Tablets especially are on the rise in the office, according to the results of Ovum's 2013 BYOX – Bring Your Own Anything -- employee attitude survey, released Wednesday at the BYOX World Forum in London.

"Trying to stand in the path of consumerized mobility is likely to be a damaging and futile exercise," warned Richard Absalom, Ovum consumer impact technology analyst, in a statement. "We believe businesses are better served exploiting this behavior to increase employee engagement and productivity and promote the benefits of enterprise mobility."

Focus instead on looking to work with your internal customers to help them find safe and appropriate products to use, he said.

[ Here's how Windows 8 might succeed in the enterprise. Read Windows 8's Best Chance Depends On BYOD? ]

Survey results suggest that BYOD is the new normal, with BYOD activity by full-time employees remaining steady at just under 60% over the past two years. Of that number, nearly 70% of smartphone or tablet-owing employees say they use their device to access corporate data.
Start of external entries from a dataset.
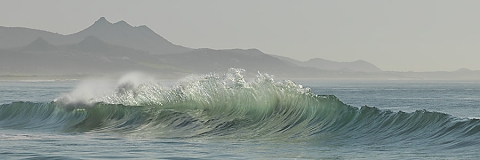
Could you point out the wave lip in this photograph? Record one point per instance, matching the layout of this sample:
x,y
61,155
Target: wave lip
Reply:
x,y
228,106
Personal tablet ownership by staff is rising, from 28.4% to 44.5% over the last 12 month, according to the survey, suggesting businesses will see more of these devices on their networks.

Most employees who own smartphones (67.8%) bring them to work, with 15.4% of that number doing so without the IT department's knowledge -- and 20.9% doing so in defiance of company anti-BYOD rules.

The survey also asked employees about the software they use on their mobile devices. Email and calendar are the most commonly used applications whether the device was personally or company owned. However, other applications are on the rise, and are increasingly being found and installed by employees, not IT. Those include enterprise social networks (25.6%), file syncing and sharing services (22.1%), and instant messaging and VoIP (30.7%).

"IT is not keeping up with the changing demands and behavior patterns of the new mobilized, consumerized workforce," said Absalom. "Nowhere is this clearer than in the BYOA [bring your own app] data. If employees are sourcing their own applications to do their job, then IT is not delivering the right tools or a good enough user experience for its employees."

Adrian Drury, an analyst in the Ovum consumer impact group, told delegates at the London conference that BYOX is a trend no company can afford to ignore. "You should assume there is a lot of BYOD activity in your business that you simply do not know about. And if you take a 'King Canute'-type of approach, you will drive it underground and lose control," he said, referring to the Norwegian king who set his throne by the sea and commanded the tide to recede.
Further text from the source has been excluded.